Lustig ist auch, daß das Buch vom Zeichner Heribert Lenz, dem Linksradikalen Jürgen Roth und mir, dem Autor dieser Zeilen, verfaßt ist und uns bis heute Schecks erreichen, die - ganz gut sind.

15 000 Mal hat sich das (bewußtseinsanalytische) Standardwerk inzwischen verkauft, der Goldmann Verlag bringt in diesen Wochen eine Lizenzausgabe heraus, und wenn Warner mitmacht, wird's ein Kinofilm. Und dies alles, obwohl die - eigentliche - Buchidee doch eher mittelgroß, fast klein, ja winzig scheint. Scheint!

Und ist! Samt der hineingesteckten Arbeit und Recherche.

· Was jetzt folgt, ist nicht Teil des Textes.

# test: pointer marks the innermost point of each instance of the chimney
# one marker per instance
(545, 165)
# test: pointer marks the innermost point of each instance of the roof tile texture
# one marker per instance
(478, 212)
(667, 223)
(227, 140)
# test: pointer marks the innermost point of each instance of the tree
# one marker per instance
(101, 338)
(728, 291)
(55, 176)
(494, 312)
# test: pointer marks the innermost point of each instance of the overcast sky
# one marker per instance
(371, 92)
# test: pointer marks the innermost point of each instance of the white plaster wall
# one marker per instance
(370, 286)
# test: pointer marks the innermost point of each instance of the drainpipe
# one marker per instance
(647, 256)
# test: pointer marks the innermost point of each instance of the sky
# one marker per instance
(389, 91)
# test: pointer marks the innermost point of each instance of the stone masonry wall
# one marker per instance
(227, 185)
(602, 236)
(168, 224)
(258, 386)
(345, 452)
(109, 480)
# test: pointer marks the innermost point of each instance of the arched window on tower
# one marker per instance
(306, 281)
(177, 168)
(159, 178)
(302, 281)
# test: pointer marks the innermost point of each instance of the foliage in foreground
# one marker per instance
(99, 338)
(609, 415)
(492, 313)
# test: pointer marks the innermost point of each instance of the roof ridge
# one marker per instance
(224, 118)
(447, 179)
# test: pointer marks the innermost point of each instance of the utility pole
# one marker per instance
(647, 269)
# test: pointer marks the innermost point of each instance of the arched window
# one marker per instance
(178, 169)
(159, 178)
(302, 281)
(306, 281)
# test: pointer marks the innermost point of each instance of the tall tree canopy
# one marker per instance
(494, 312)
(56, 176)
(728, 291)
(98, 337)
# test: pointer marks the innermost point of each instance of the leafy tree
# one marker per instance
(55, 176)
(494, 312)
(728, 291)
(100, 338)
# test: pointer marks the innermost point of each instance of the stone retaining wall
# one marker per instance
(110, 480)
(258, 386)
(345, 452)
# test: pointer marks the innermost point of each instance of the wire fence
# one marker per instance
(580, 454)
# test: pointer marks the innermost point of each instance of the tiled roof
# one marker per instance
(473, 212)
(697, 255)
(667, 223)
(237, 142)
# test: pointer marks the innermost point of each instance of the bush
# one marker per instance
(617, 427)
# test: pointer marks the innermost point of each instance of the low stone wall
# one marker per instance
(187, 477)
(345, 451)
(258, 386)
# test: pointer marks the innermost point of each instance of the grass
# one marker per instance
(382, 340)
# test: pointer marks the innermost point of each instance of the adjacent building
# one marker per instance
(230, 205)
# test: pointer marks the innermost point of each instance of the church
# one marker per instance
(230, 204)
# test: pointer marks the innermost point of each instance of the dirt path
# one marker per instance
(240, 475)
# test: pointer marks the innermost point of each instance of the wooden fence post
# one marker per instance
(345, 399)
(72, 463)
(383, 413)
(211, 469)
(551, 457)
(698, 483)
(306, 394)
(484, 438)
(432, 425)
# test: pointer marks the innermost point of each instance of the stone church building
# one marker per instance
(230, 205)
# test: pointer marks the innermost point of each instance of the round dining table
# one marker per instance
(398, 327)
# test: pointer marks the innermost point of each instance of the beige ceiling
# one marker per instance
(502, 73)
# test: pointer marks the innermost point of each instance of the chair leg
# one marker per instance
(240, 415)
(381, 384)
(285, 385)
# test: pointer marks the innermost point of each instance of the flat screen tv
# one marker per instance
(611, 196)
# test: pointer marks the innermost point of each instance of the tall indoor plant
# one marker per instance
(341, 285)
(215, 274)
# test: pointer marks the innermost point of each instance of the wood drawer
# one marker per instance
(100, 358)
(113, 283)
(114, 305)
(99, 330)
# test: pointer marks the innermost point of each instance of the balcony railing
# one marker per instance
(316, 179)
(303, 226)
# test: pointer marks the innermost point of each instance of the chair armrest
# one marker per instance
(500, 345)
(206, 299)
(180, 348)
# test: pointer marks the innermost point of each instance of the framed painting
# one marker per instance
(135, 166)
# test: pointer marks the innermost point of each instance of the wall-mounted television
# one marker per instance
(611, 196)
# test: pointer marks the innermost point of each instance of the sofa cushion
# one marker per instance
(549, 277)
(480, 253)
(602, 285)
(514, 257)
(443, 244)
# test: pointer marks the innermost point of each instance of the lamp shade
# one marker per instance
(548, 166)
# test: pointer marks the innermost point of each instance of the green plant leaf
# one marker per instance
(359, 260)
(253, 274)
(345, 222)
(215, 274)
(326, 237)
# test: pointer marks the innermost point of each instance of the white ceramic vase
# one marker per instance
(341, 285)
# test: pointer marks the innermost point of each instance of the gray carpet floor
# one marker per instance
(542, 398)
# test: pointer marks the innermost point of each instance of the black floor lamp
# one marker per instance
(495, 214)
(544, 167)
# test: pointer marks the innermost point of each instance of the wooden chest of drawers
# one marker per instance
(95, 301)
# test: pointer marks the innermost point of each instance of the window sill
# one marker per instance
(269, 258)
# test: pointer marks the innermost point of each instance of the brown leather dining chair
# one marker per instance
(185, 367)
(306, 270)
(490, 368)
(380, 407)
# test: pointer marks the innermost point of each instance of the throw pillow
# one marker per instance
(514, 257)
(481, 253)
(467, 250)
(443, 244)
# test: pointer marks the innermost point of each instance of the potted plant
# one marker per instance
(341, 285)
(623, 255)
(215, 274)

Damit jedoch auch andere Autoren und zumal die treuen Käufer einmal sehen, wie das dann trotzdem geht und wie man's anstellt, zahllose Experten, Fernseh-, Radio- und Zeitungsjournalisten bis hin zu Hauser & Kienzle und Sabine ("Tagesthemen") Christiansen für ein (nicht überall und immer neue Wege beschreitendes) Projekt einzuspannen und aus der Medialbagage das Letzte an Public Relations herauszuholen, schreib ich's hier auf. Es geht so:

Erstens: Wenn die hoch angesehene ZEIT anruft und fragt, ob sie die (in ihrer Massierung auch schon mal etwas penetranten) Floskeln auszugsweise vorabdrucken dürfe, dann gibt's nur eins: Sagt ja!